But that's my point. If you reach a certain age just apply for all of these things. Then if you're rejected query or appeal it. Mistakes can be made and sometimes some flexibility/latitude is possible.


----------



## Shirazman (16 Feb 2022)

ClubMan said:


> ....... and sometimes some flexibility/latitude is possible.



And where does it say that in the Operational Guidelines?


----------



## Shirazman (21 Feb 2022)

I have just been advised by DSP that my application for the HBP has been refused.  

More fool me for believing Exchanger's post (# 9 above) and applying without first bothering to check the guidelines!


----------



## Black Sheep (21 Feb 2022)

And I presume they have given you the reason for refusal?


----------



## Shirazman (21 Feb 2022)

Black Sheep said:


> And I presume they have given you the reason for refusal?



I await the letter; my application was made - and rejected - online.  

But I already know why I was refused and feel rather foolish that I applied in the first place!


----------



## Conan (21 Feb 2022)

On my post#16 I said that Exchanger's post#9 was misleading.


----------



## noproblem (21 Feb 2022)

I suspect that some people applying for the HBP, may be caught out by not having a TV licence


----------



## elcato (22 Feb 2022)

noproblem said:


> I suspect that some people applying for the HBP, may be caught out by not having a TV licence


I presume you mean if they get refused having applied and they don't have a current license ? Not really. Welfare look after HBP and An Post look after license.


----------



## noproblem (8 Mar 2022)

Exchanger said:


> As someone who only found out about this benefit after the age of 66, I can confirm that anyone over that age who is drawing the contributory state pension, qualifies without any means test. You don't have to be living alone. The info on line is not designed to make it easy to understand the qualification criteria. Since I found out about it and now receive this benefit, I have told all of my friends who are also on contributory state pension to apply. ALL are now receiving it.  Goodness knows we get little enough "free" so to those of you still hesitating  just fill in the form online and get some help with your ever increasing electricity bills and get free TV licence too.  Enjoy


Just an update on my application for the household benefits package. I get the contributory old age pension, am almost 69 years of age and have been notified as below;
This claim has been disallowed​Your claim has been disallowed. You will receive details of your disallowance by post.


----------



## Shirazman (8 Mar 2022)

noproblem said:


> Just an update on my application for the household benefits package. I get the contributory old age pension, am almost 69 years of age and have been notified as below;
> This claim has been disallowed​Your claim has been disallowed. You will receive details of your disallowance by post.



I bet I know why!    As they say in France: _cherchez la femme!_


----------



## Conan (8 Mar 2022)

As I said previously,  to qualify before age 70 you must :
-be living alone,  or
-be living with a qualified adult dependent 
Otherwise you will get it at age 70.


----------



## noproblem (8 Mar 2022)

I haven't got the letter yet, but would imagine it's because my wiser other half is the recipient of a PS pension.
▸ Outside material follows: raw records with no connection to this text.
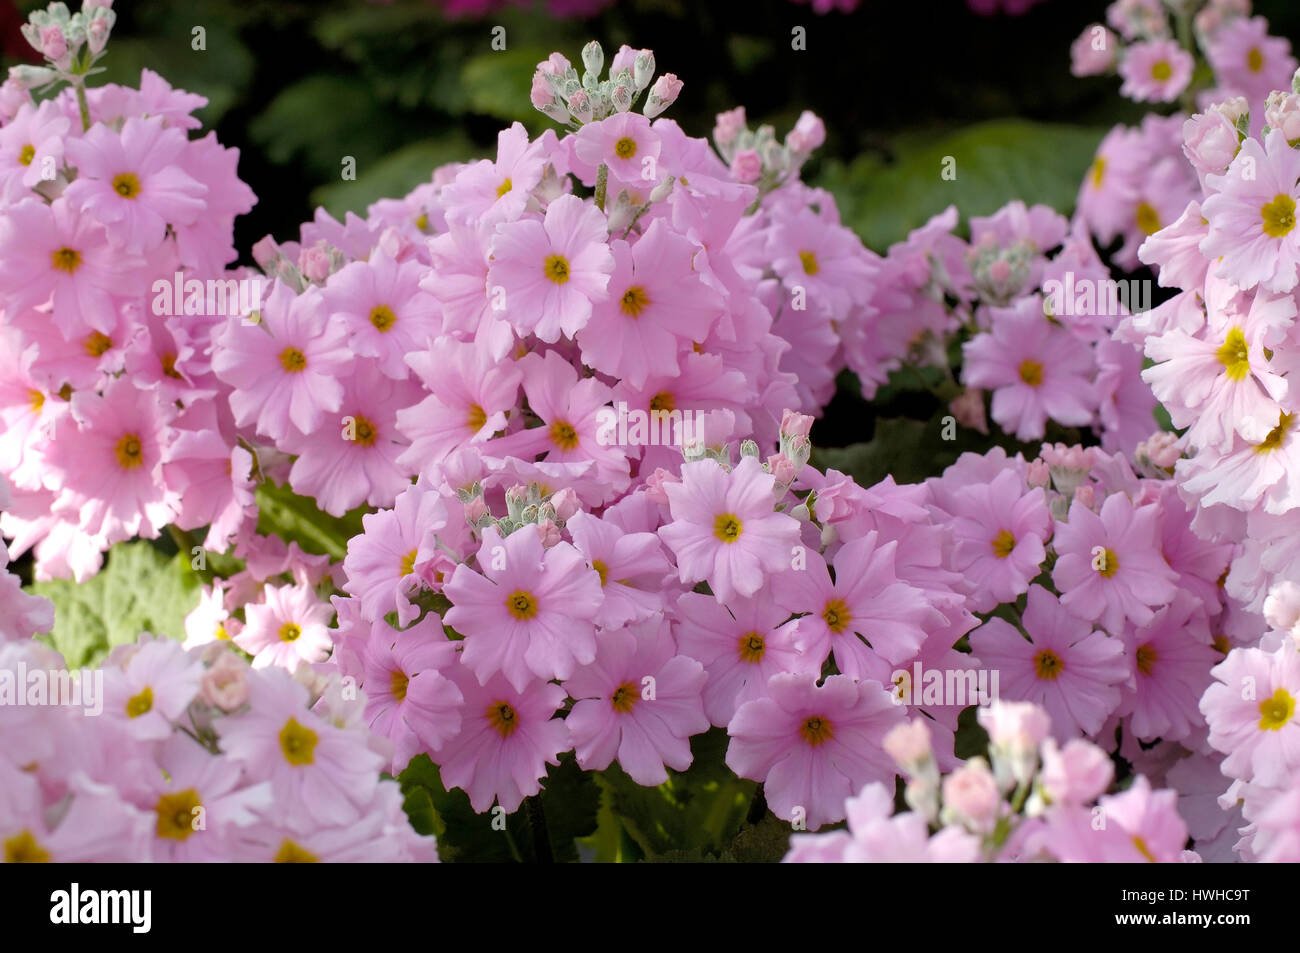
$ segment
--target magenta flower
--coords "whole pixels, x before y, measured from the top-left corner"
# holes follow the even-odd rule
[[[167,128],[158,116],[132,116],[120,133],[95,124],[67,143],[68,160],[77,167],[69,204],[101,222],[128,251],[156,248],[168,225],[192,224],[204,211],[207,186],[178,164],[186,142],[184,132]]]
[[[752,596],[766,577],[788,569],[799,521],[774,512],[776,481],[754,457],[728,473],[713,460],[682,466],[682,482],[664,485],[672,522],[659,537],[677,558],[682,582],[707,580],[719,602]]]
[[[740,706],[727,734],[727,766],[763,782],[768,806],[808,830],[844,819],[844,802],[864,785],[894,783],[881,739],[906,720],[878,682],[832,675],[772,676],[768,695]]]
[[[1152,607],[1178,591],[1178,576],[1160,553],[1159,518],[1159,506],[1135,507],[1123,493],[1108,496],[1100,515],[1076,501],[1069,521],[1056,524],[1053,543],[1061,605],[1115,636],[1125,619],[1149,624]]]
[[[1091,423],[1091,348],[1048,321],[1037,296],[990,312],[992,332],[962,346],[962,382],[993,391],[998,426],[1017,440],[1037,440],[1049,417],[1068,426]]]
[[[171,639],[146,639],[129,651],[121,668],[104,669],[104,714],[138,741],[161,741],[198,694],[203,665]]]
[[[278,665],[292,672],[299,662],[323,662],[334,645],[327,628],[333,607],[309,586],[267,586],[265,600],[245,606],[247,622],[234,638],[253,656],[253,668]]]
[[[505,314],[520,334],[531,332],[548,344],[561,334],[573,337],[591,319],[592,303],[605,299],[614,270],[608,240],[599,209],[562,195],[547,207],[544,221],[497,226],[488,287],[501,289]]]
[[[1028,639],[1002,619],[989,619],[971,633],[971,651],[999,673],[1002,697],[1047,709],[1060,741],[1096,734],[1128,680],[1124,643],[1063,611],[1042,586],[1029,587],[1024,628]]]
[[[705,340],[721,310],[692,266],[695,245],[656,219],[635,245],[610,247],[609,295],[577,336],[583,362],[633,387],[675,375],[678,352]]]
[[[768,680],[780,672],[820,675],[821,659],[795,644],[790,611],[760,589],[752,598],[723,605],[712,596],[683,593],[677,600],[674,632],[683,655],[698,659],[708,673],[704,711],[726,727],[745,702],[767,695]]]
[[[328,320],[315,289],[295,295],[271,288],[256,323],[232,318],[216,339],[212,370],[234,388],[230,408],[241,427],[281,440],[290,426],[311,433],[339,409],[339,382],[355,357],[347,325]]]
[[[564,683],[576,704],[564,720],[578,765],[600,771],[618,759],[637,784],[691,766],[690,736],[708,731],[700,692],[707,676],[676,654],[661,617],[601,635],[596,660]]]
[[[600,576],[604,598],[596,624],[616,629],[662,614],[663,582],[673,567],[654,533],[625,532],[608,518],[575,513],[565,524],[577,548]]]
[[[442,782],[461,788],[480,814],[493,801],[514,813],[542,789],[546,766],[559,764],[560,752],[568,750],[568,729],[551,717],[564,702],[564,689],[538,679],[516,689],[500,674],[480,685],[459,665],[448,675],[465,703],[460,731],[438,753]]]
[[[322,292],[330,317],[347,323],[352,351],[376,358],[395,380],[410,374],[406,355],[427,346],[438,331],[438,302],[420,289],[424,272],[419,262],[399,265],[377,252],[331,275]]]
[[[1274,787],[1292,783],[1300,769],[1300,653],[1294,645],[1275,652],[1233,649],[1211,674],[1200,709],[1209,742],[1224,752],[1230,778]]]
[[[446,622],[465,636],[462,661],[480,683],[500,672],[522,692],[595,660],[600,577],[573,546],[544,550],[532,526],[505,539],[489,527],[478,566],[457,566],[443,591]]]
[[[592,168],[607,166],[612,182],[646,194],[663,178],[658,171],[659,148],[659,134],[650,128],[650,120],[634,112],[589,122],[573,137],[579,160]],[[610,196],[616,191],[612,188]]]
[[[1128,628],[1124,642],[1134,687],[1125,693],[1119,714],[1130,716],[1130,730],[1142,739],[1191,737],[1203,724],[1197,703],[1221,657],[1196,598],[1180,590],[1150,625]]]
[[[988,612],[1029,589],[1047,553],[1052,516],[1043,491],[1014,470],[991,483],[957,489],[952,507],[952,568],[971,588],[970,605]]]
[[[399,493],[391,510],[361,518],[363,532],[348,540],[343,560],[343,591],[361,600],[365,618],[396,611],[398,623],[410,625],[420,610],[409,597],[434,582],[428,569],[438,555],[435,534],[446,525],[446,503],[425,484]]]
[[[1139,103],[1170,103],[1192,79],[1196,61],[1176,40],[1169,38],[1134,43],[1124,51],[1119,75],[1121,96]]]

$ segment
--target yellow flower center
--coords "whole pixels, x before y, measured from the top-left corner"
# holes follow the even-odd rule
[[[1119,569],[1119,557],[1115,555],[1115,550],[1102,550],[1100,558],[1094,558],[1093,568],[1107,579],[1115,575],[1116,570]]]
[[[515,184],[511,182],[510,179],[502,179],[501,184],[497,186],[497,198],[501,198],[501,196],[505,195],[514,187]]]
[[[1246,68],[1252,73],[1258,73],[1264,68],[1264,54],[1259,51],[1259,47],[1252,46],[1246,54]]]
[[[743,528],[744,524],[731,513],[720,513],[713,521],[713,535],[724,543],[734,543]]]
[[[826,620],[826,627],[839,635],[853,621],[853,613],[849,611],[849,605],[843,599],[832,599],[822,610],[822,618]]]
[[[569,262],[563,255],[546,256],[542,270],[546,273],[546,277],[557,285],[562,285],[569,280]]]
[[[114,448],[117,465],[123,470],[134,470],[144,463],[144,450],[140,438],[133,433],[123,434]]]
[[[406,701],[406,687],[410,684],[411,679],[405,672],[394,672],[392,681],[389,683],[389,688],[392,690],[393,697],[399,702]]]
[[[1025,358],[1020,362],[1020,379],[1030,387],[1043,383],[1043,365],[1039,361]]]
[[[1220,655],[1227,655],[1232,651],[1232,643],[1228,641],[1226,635],[1216,635],[1212,644],[1214,645],[1214,650]]]
[[[1056,681],[1063,671],[1065,671],[1065,663],[1061,661],[1061,656],[1051,649],[1041,649],[1034,656],[1034,674],[1044,681]]]
[[[176,355],[164,354],[162,356],[162,372],[164,377],[170,377],[172,380],[183,381],[180,371],[176,370]]]
[[[1283,414],[1277,422],[1277,426],[1268,432],[1268,435],[1255,445],[1256,453],[1270,453],[1282,446],[1286,440],[1286,435],[1291,431],[1291,424],[1295,422],[1295,414]]]
[[[100,331],[91,331],[86,335],[86,340],[82,342],[82,347],[91,357],[102,357],[104,352],[113,346],[113,340],[107,334]]]
[[[315,759],[316,732],[304,728],[296,719],[290,718],[280,729],[280,750],[284,760],[295,766],[311,764]]]
[[[1295,228],[1295,199],[1279,192],[1273,201],[1259,210],[1264,220],[1264,234],[1269,238],[1282,238]]]
[[[68,248],[66,245],[55,251],[50,256],[50,259],[53,261],[55,268],[59,271],[66,271],[68,274],[72,274],[81,267],[81,252],[75,248]]]
[[[626,715],[632,710],[632,706],[636,704],[637,699],[640,697],[636,685],[631,682],[624,682],[614,689],[614,694],[609,696],[609,703],[620,715]]]
[[[609,581],[609,567],[599,559],[593,559],[591,561],[591,568],[596,570],[596,575],[600,577],[600,584],[604,587],[604,585]]]
[[[1150,202],[1138,202],[1136,220],[1137,227],[1147,235],[1160,231],[1160,213]]]
[[[370,421],[369,417],[362,417],[360,414],[356,414],[355,418],[355,442],[361,444],[363,447],[373,447],[375,441],[379,439],[379,431],[375,429],[375,425]]]
[[[757,665],[763,661],[767,645],[757,632],[746,632],[740,637],[740,660]]]
[[[531,619],[537,615],[537,599],[531,592],[516,589],[506,599],[506,610],[516,619]]]
[[[153,689],[148,685],[138,695],[126,700],[126,717],[139,718],[153,710]]]
[[[821,265],[817,264],[817,255],[814,252],[799,252],[799,261],[803,264],[803,273],[805,275],[815,275],[822,270]]]
[[[641,317],[641,312],[650,306],[650,296],[645,293],[645,289],[640,285],[633,285],[623,292],[623,299],[619,302],[619,310],[629,318]]]
[[[561,450],[572,450],[578,445],[578,432],[567,420],[557,420],[551,424],[551,442]]]
[[[18,163],[20,165],[31,165],[32,160],[36,158],[36,147],[30,142],[22,147],[18,153]]]
[[[1279,688],[1272,698],[1259,703],[1259,730],[1280,731],[1295,714],[1295,699],[1285,688]]]
[[[1157,654],[1155,646],[1150,642],[1139,645],[1137,650],[1138,671],[1143,675],[1150,675],[1152,666],[1156,664],[1156,661],[1159,658],[1160,656]]]
[[[280,366],[290,374],[299,374],[307,369],[307,357],[296,347],[286,347],[280,352]]]
[[[319,864],[320,859],[307,850],[305,847],[299,847],[287,837],[280,844],[280,849],[275,852],[274,862],[277,864]]]
[[[1223,373],[1228,375],[1228,380],[1244,380],[1250,373],[1250,352],[1246,346],[1246,335],[1241,333],[1241,328],[1229,331],[1223,344],[1214,353],[1223,365]]]
[[[1151,853],[1151,850],[1147,847],[1147,842],[1136,834],[1133,835],[1133,846],[1137,848],[1137,852],[1145,857],[1148,862],[1153,864],[1156,862],[1156,855]]]
[[[296,642],[300,635],[302,635],[302,626],[296,622],[286,622],[280,626],[281,642]]]
[[[1101,180],[1106,175],[1106,159],[1102,156],[1092,160],[1092,187],[1101,188]]]
[[[624,136],[618,142],[614,143],[614,155],[620,159],[630,159],[636,155],[636,140],[631,136]]]
[[[27,391],[27,406],[32,409],[32,413],[39,414],[45,406],[45,395],[38,390]]]
[[[816,748],[834,738],[835,730],[831,726],[829,718],[813,715],[811,718],[805,719],[804,723],[799,726],[799,734],[811,747]]]
[[[155,830],[159,837],[170,840],[185,840],[194,833],[195,808],[203,807],[199,792],[186,788],[175,794],[164,794],[158,799],[154,811],[158,815]]]
[[[671,414],[677,409],[677,398],[673,397],[670,392],[661,390],[650,398],[650,409],[658,410],[665,414]]]
[[[375,305],[370,311],[370,323],[381,333],[391,331],[393,325],[397,323],[397,315],[393,314],[393,309],[386,304]]]
[[[487,411],[478,404],[471,404],[469,408],[469,417],[466,418],[465,425],[469,427],[470,430],[478,433],[483,429],[485,423],[487,423]]]
[[[1016,538],[1011,535],[1010,530],[1000,530],[998,535],[993,537],[992,546],[994,556],[998,559],[1006,559],[1016,548]]]
[[[419,554],[420,554],[419,549],[413,549],[405,556],[402,557],[403,576],[409,576],[411,573],[415,572],[415,560],[416,557],[419,556]]]
[[[1168,60],[1156,60],[1151,64],[1151,78],[1156,82],[1163,83],[1173,75],[1174,68],[1169,65]]]
[[[487,710],[488,724],[497,730],[502,738],[509,738],[519,727],[519,718],[515,710],[506,702],[493,702]]]
[[[113,176],[113,191],[124,199],[133,199],[140,194],[140,180],[134,172],[119,172]]]
[[[48,864],[49,851],[36,843],[36,838],[27,828],[23,828],[5,841],[6,864]]]

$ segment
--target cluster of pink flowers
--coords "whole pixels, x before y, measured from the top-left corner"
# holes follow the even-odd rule
[[[869,784],[844,807],[848,829],[795,834],[786,863],[1174,863],[1185,849],[1178,794],[1138,775],[1107,794],[1115,769],[1097,745],[1058,744],[1041,707],[1000,702],[979,712],[989,759],[944,774],[924,719],[891,729],[885,748],[907,779],[911,810]]]
[[[437,860],[336,673],[147,637],[76,683],[63,667],[0,642],[4,861]]]

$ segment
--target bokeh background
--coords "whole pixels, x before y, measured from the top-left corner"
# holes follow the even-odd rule
[[[35,62],[18,25],[36,6],[0,0],[6,66]],[[99,81],[135,85],[147,66],[208,98],[199,117],[240,149],[240,176],[258,196],[236,225],[250,264],[253,242],[296,238],[318,205],[340,218],[364,212],[437,165],[491,154],[509,122],[546,128],[528,90],[552,51],[578,62],[590,39],[607,56],[623,43],[648,47],[659,72],[685,82],[667,115],[692,135],[708,136],[714,116],[737,105],[778,136],[803,109],[822,116],[827,142],[805,179],[831,190],[845,223],[883,252],[954,203],[964,218],[1017,198],[1073,210],[1101,137],[1145,111],[1119,98],[1116,78],[1069,74],[1071,41],[1106,6],[1033,0],[1020,15],[982,15],[967,0],[861,0],[825,13],[808,0],[118,0]],[[1300,34],[1300,0],[1254,6],[1274,34]],[[193,48],[199,26],[203,50]],[[497,26],[504,50],[492,48]],[[798,26],[804,50],[792,49]],[[344,156],[356,160],[355,181],[341,178]],[[940,177],[945,156],[955,181]],[[868,407],[845,383],[815,431],[822,446],[937,409],[907,386]],[[931,472],[932,461],[911,472],[916,459],[900,452],[878,466],[899,480]]]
I didn't expect to get it in all fairness, if one reads the rules correctly, my result was contained within. That settles it then.
No more comments from me on this now, just sorting out that not all we're told for certainty is true.


----------



## DirectDevil (1 Apr 2022)

Update from OP..

Reminder - applicant will turn 66 later this year and lives alone. 
On checking further I found that he was receiving an Invalidity Pension. 

His application for HBP was approved recently so he gets a free TV licence and an electricity allowance. 
They have even backdated the electricity allowance to late 2021. Happy days.

Thank you all for your posts / information.


----------